Can a credit card company sue you? They can, and they will. While it might seem unfair that you owe a few thousand dollars and are being sued when these companies obviously have billions, that’s simply the law. You signed a contract when you started using the card. So if you wonder, can a credit card company sue you, you need to know that they can and they will if you don’t pay.
Credit card companies make their money by keeping people paying for years. They make their money on the interest that you pay on the debt. In fact, they make several times what they originally “loaned” you by allowing you to make purchases on credit. Can a credit card company sue you?
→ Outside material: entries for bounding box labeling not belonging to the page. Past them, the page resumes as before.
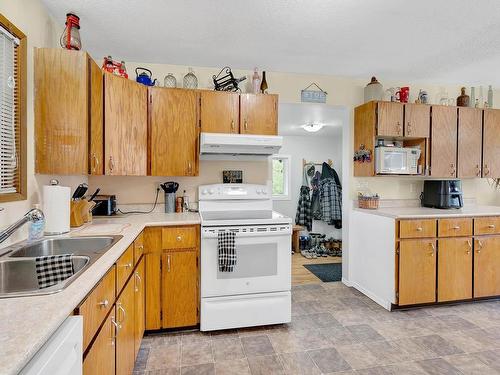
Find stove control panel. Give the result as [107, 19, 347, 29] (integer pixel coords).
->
[198, 184, 271, 200]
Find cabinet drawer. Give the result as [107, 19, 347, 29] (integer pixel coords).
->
[134, 232, 144, 265]
[78, 266, 116, 350]
[438, 218, 472, 237]
[474, 216, 500, 234]
[399, 219, 436, 238]
[116, 244, 134, 295]
[162, 226, 198, 250]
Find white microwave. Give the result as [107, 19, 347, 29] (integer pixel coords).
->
[375, 146, 420, 174]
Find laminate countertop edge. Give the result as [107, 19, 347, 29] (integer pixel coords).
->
[353, 205, 500, 219]
[0, 213, 201, 375]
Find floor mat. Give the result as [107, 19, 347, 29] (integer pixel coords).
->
[304, 263, 342, 282]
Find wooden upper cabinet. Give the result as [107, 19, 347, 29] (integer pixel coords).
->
[437, 237, 473, 302]
[483, 109, 500, 178]
[240, 94, 278, 135]
[104, 73, 148, 176]
[35, 48, 89, 175]
[161, 249, 199, 328]
[377, 102, 403, 137]
[430, 106, 457, 178]
[399, 240, 436, 306]
[89, 58, 104, 175]
[200, 90, 240, 134]
[457, 107, 483, 178]
[404, 103, 431, 138]
[474, 236, 500, 298]
[149, 87, 200, 176]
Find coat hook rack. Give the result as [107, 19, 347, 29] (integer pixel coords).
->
[302, 159, 333, 167]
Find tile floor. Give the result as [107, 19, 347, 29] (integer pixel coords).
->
[134, 283, 500, 375]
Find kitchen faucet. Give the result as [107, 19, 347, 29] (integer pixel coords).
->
[0, 208, 44, 243]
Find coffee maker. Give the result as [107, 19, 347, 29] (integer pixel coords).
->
[420, 180, 464, 208]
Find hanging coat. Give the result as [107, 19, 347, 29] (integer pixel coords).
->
[319, 163, 342, 229]
[295, 168, 312, 231]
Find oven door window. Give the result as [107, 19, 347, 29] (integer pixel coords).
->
[217, 243, 278, 279]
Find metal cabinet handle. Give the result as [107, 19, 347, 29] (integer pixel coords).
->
[116, 302, 127, 328]
[109, 156, 115, 172]
[135, 272, 142, 292]
[111, 316, 122, 345]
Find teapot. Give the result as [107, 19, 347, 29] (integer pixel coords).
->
[135, 67, 156, 86]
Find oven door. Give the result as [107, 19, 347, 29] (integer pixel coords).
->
[201, 224, 292, 297]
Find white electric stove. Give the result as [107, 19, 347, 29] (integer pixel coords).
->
[199, 184, 292, 331]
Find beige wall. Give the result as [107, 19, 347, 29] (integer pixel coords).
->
[90, 56, 500, 204]
[0, 0, 86, 246]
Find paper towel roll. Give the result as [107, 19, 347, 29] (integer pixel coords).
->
[43, 185, 71, 235]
Why wouldn’t they? If you’ve stopped paying, you’ve stopped their income stream. It doesn’t matter if you were “loaned” $500 and paid back $3000 in interest over the years on that same $500. You still owe them and they can and will sue because you broke the credit card agreement.
Some people don’t realize that when you sign a credit card agreement, it’s not something to be trifled with. It’s a legal and binding contract. Break it and you can be sued, no matter what.
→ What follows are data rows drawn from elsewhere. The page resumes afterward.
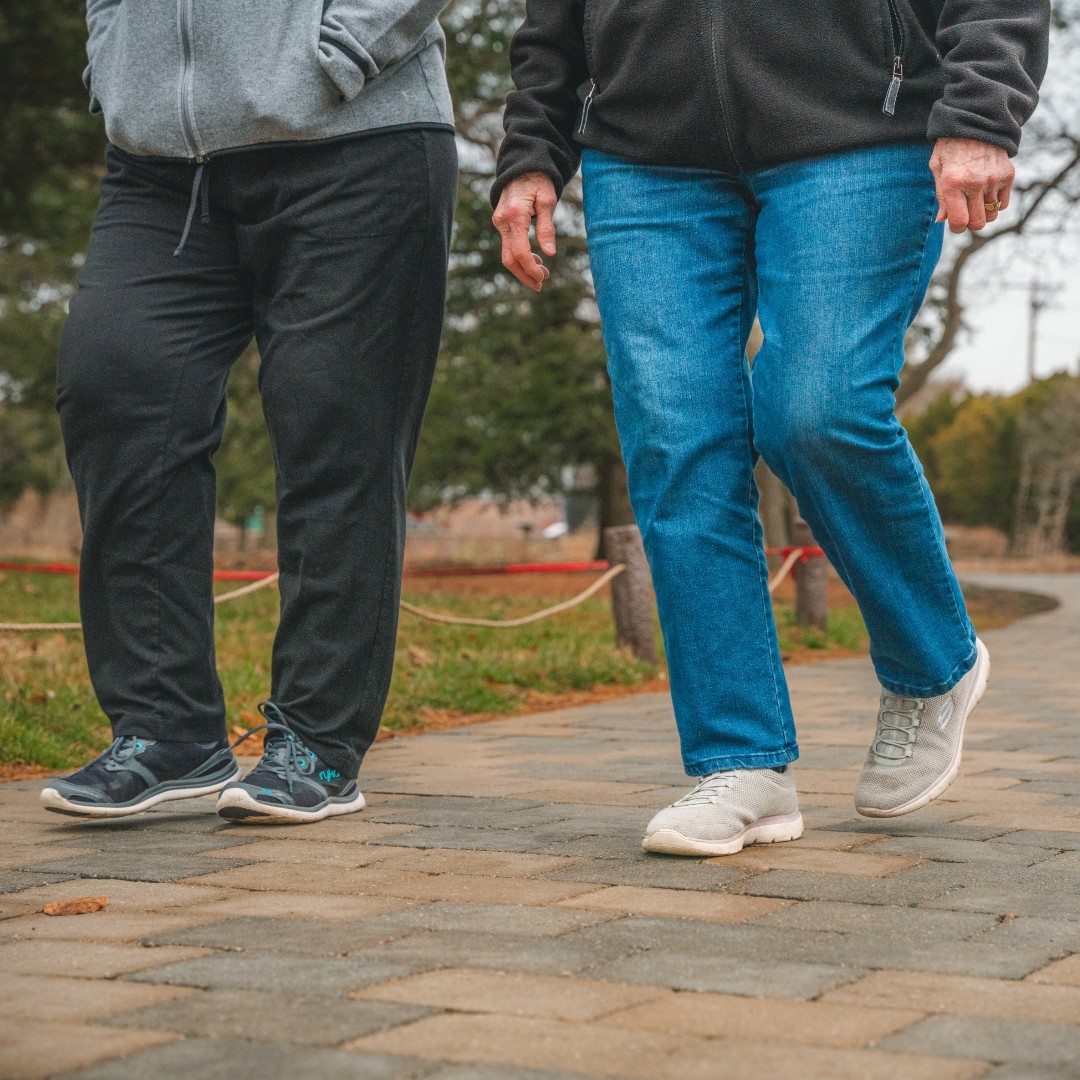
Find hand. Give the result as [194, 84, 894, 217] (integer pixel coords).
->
[491, 173, 558, 293]
[930, 138, 1015, 232]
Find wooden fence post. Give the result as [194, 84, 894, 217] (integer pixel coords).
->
[792, 517, 828, 630]
[604, 525, 657, 663]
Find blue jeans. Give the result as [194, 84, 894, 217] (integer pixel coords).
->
[582, 144, 975, 775]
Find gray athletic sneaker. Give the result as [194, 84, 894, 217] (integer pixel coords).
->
[41, 735, 240, 818]
[855, 640, 990, 818]
[217, 701, 364, 825]
[642, 765, 802, 855]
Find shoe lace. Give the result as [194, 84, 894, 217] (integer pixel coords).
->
[673, 772, 735, 807]
[872, 693, 926, 761]
[232, 701, 314, 795]
[102, 735, 143, 772]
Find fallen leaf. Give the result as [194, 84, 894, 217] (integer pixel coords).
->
[406, 645, 435, 667]
[41, 896, 109, 915]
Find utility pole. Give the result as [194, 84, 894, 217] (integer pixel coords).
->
[1027, 278, 1062, 384]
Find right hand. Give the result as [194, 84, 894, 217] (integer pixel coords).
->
[491, 173, 558, 293]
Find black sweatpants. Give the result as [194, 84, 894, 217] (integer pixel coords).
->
[58, 130, 457, 777]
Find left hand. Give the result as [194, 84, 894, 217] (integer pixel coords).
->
[930, 138, 1015, 232]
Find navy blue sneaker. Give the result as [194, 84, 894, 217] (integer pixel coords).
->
[41, 735, 240, 818]
[217, 701, 364, 824]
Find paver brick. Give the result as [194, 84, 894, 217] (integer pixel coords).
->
[821, 971, 1080, 1024]
[588, 943, 862, 998]
[0, 908, 219, 942]
[129, 949, 435, 997]
[0, 971, 192, 1023]
[0, 878, 232, 919]
[48, 1028, 435, 1080]
[1028, 955, 1080, 986]
[605, 993, 926, 1047]
[353, 968, 665, 1023]
[559, 885, 791, 922]
[721, 841, 920, 878]
[880, 1015, 1080, 1075]
[203, 890, 417, 930]
[0, 1017, 176, 1080]
[0, 941, 205, 978]
[761, 900, 997, 944]
[107, 986, 432, 1045]
[360, 845, 578, 877]
[354, 901, 612, 937]
[349, 1014, 980, 1080]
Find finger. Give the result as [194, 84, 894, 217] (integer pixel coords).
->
[997, 176, 1013, 210]
[930, 154, 948, 221]
[942, 188, 969, 232]
[968, 191, 987, 232]
[537, 198, 555, 255]
[499, 221, 539, 289]
[510, 214, 543, 292]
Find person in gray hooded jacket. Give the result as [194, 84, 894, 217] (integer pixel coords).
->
[42, 0, 457, 822]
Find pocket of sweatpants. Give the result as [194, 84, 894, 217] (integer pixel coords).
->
[289, 129, 429, 242]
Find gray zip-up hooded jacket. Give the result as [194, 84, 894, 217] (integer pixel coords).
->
[84, 0, 454, 161]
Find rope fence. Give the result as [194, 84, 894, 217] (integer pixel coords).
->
[0, 525, 826, 659]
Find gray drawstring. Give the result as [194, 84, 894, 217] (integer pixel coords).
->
[173, 161, 210, 258]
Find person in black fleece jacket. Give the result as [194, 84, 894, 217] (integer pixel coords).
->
[491, 0, 1050, 855]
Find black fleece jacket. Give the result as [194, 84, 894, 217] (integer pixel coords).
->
[491, 0, 1050, 205]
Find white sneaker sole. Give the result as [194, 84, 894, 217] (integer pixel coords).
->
[216, 787, 367, 825]
[41, 766, 240, 818]
[855, 638, 990, 818]
[642, 810, 802, 855]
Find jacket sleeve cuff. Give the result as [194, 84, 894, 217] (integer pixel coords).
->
[927, 102, 1020, 158]
[319, 33, 370, 102]
[491, 161, 565, 210]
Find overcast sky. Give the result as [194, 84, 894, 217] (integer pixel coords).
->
[940, 8, 1080, 393]
[939, 232, 1080, 393]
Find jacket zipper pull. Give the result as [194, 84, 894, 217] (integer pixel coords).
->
[881, 56, 904, 117]
[578, 79, 596, 135]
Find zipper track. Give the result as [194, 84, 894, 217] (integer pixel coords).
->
[886, 0, 904, 59]
[176, 0, 203, 163]
[881, 0, 904, 117]
[698, 0, 742, 172]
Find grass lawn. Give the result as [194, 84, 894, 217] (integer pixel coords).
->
[0, 572, 1053, 778]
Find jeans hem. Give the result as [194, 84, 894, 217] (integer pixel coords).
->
[878, 645, 978, 698]
[683, 743, 799, 777]
[112, 723, 229, 745]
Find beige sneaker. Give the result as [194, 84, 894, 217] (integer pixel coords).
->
[855, 640, 990, 818]
[642, 766, 802, 855]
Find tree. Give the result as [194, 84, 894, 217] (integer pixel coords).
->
[1012, 376, 1080, 557]
[896, 0, 1080, 411]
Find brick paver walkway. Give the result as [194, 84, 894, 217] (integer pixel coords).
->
[0, 576, 1080, 1080]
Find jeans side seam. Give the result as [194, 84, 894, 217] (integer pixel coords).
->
[150, 315, 213, 723]
[341, 139, 433, 774]
[878, 646, 978, 698]
[739, 236, 795, 760]
[684, 742, 799, 777]
[900, 201, 972, 656]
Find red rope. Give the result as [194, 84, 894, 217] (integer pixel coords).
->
[0, 544, 825, 581]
If you owe a credit card company a lot of money and fear being sued, you can contact them and try to arrange payments that will satisfy them. If you’re on the verge of being sued, they’ve probably already sent the debt to a collection agency.
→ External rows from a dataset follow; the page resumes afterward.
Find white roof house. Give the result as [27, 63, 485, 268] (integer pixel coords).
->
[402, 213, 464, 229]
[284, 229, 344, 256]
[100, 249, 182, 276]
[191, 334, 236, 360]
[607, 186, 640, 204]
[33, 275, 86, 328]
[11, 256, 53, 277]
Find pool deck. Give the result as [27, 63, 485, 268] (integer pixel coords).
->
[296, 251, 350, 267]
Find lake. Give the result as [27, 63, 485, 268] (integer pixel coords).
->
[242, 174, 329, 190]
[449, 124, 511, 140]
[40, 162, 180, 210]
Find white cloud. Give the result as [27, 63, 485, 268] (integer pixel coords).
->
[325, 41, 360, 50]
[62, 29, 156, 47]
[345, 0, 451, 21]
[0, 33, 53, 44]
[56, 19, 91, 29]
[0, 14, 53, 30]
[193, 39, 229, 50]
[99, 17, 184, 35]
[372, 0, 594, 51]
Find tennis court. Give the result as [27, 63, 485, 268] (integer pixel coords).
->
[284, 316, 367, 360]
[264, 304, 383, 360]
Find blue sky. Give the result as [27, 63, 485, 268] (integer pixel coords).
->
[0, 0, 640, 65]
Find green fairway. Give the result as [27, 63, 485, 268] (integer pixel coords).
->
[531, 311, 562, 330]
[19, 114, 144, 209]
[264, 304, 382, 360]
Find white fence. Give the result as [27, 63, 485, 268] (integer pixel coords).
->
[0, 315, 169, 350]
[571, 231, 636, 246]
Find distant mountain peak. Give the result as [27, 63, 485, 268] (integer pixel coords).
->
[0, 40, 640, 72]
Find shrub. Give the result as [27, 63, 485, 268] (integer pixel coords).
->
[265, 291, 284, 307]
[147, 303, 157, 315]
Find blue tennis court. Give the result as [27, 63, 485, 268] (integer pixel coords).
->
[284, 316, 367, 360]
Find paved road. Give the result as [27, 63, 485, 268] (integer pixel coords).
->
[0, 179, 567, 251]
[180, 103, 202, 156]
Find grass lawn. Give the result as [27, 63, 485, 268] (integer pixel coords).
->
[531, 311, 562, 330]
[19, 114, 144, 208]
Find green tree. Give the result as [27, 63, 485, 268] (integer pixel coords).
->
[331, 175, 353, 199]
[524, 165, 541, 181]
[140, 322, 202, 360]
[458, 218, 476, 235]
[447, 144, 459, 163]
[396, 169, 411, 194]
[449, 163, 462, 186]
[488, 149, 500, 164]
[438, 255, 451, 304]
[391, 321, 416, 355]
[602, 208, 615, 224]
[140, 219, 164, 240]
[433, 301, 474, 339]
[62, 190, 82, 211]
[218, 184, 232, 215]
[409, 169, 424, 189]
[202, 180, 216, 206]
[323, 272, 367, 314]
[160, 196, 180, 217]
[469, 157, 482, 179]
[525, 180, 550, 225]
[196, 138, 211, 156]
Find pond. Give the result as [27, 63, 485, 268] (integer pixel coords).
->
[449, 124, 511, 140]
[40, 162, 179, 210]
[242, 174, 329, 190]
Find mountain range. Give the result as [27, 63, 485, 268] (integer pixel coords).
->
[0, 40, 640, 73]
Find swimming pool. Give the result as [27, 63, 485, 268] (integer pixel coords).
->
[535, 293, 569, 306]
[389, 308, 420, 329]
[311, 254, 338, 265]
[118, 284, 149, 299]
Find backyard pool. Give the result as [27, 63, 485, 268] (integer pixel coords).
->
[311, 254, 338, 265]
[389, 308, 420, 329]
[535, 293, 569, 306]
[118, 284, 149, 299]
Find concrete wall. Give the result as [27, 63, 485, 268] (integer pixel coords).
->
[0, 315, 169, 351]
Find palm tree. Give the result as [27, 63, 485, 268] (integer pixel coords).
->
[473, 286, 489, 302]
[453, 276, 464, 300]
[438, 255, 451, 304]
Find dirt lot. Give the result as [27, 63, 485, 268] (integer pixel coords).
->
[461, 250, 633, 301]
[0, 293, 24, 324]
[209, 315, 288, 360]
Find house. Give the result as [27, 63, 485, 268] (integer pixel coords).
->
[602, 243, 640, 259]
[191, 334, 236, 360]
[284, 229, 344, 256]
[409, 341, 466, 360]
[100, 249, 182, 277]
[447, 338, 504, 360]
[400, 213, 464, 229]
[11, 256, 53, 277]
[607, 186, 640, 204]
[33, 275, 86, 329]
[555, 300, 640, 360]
Contact them, in writing, with a proposal about payment arrangements. If they have already made you an offer about paying less than you owe, as many will do, that’s your best bet to get out from under the debt before you’re sued.
Some agencies will offer to let you pay from 50% to %75 in one lump sum to erase the debt. Some go even lower, and let you make a few payments to do so the same thing.
Some collection agencies make such an offer about the second time you hear from them. The first time is just presenting you with the debt, telling you to pay it, and mentioning that if you don’t dispute it within 30 days, they’ll assume the debt is yours.
The next contact might not be anything but another demand for full payment. After that though, most will start making offers. Some make better offers as time goes by, and some don’t.
Keep in mind, the longer you wait, the larger your debt becomes. Interest accumulates even if you haven’t used or paid on that card in years.
Many of these companies will make better offers after a long time goes by. If you get a good offer, like paying about $1500 on a debt that’s almost $3000, you should find a way to pay that. Because not only can a credit card company sue you, but when they do you’ll have to pay whole amount plus more interest and court fees.